Seven individuals, the Second Amendment Foundation, The Calguns Foundation, the Firearms Policy Coalition, and the Firearms Policy Foundation filed suit against California’s “high-capacity” magazine ban on Friday. The suit is filed against Attorney General Xavier Becerra. Representing the plaintiffs is Attorney George Lee and he says the “high-capacity” magazine ban “violates… [The plaintiffs] Second Amendment right to bear arms.”

The Firearms Policy Coalition publicized the lawsuit and explained the roundabout path which Democrats gone to secure the magazine ban:

Last year, California Governor Jerry signed into law Senate Bill 1446 (SB 1446), which changed state statutes to completely ban law-abiding people from possessing all “large-capacity” firearm magazines as of July 1, 2017. Following that, Lt. Governor Gavin Newsom’s Proposition 63 (Prop 63) “Safety for All Act” gun control initiative—which also contained language banning “large-capacity” magazines—was passed by voters in the November general election.

The result of this is that “thousands of law-abiding Californians” who own “high-capacity” magazines “now must remove them from their possession or ownership in the State by July 1 at their own expense or face criminal liability and fines.” Law-abiding citizens must surrender their magazines or destroy them at their own expense.

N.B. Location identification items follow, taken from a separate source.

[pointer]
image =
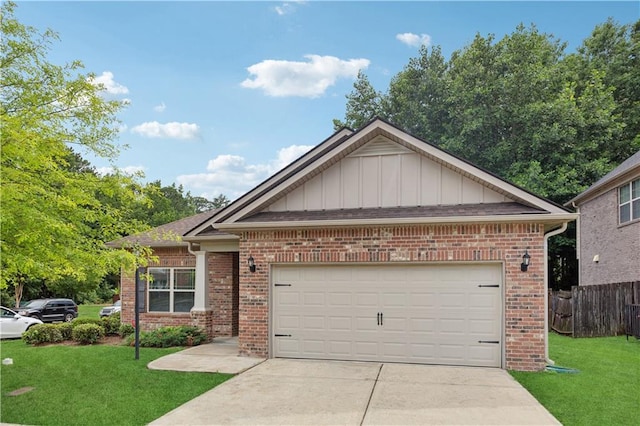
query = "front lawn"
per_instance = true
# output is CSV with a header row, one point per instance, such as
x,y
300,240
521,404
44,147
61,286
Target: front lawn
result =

The plaintiffs argue that the “high-capacity” magazine ban strips them of their Second Amendment rights. They also contend that magazines are “an intrinsic part of all semi-automatic firearms” and “are not merely individual pieces of personal property, but rather, are intrinsic and inherent constitutionally-protected parts of constitutionally-protected firearms.”

“Not only does the ban infringe on Second Amendment rights, but it is clearly now a taking of private property,” Attorney George Lee said.

Lee points out the suit actually goes further by claiming that the ban “amounts to a de facto confiscation.”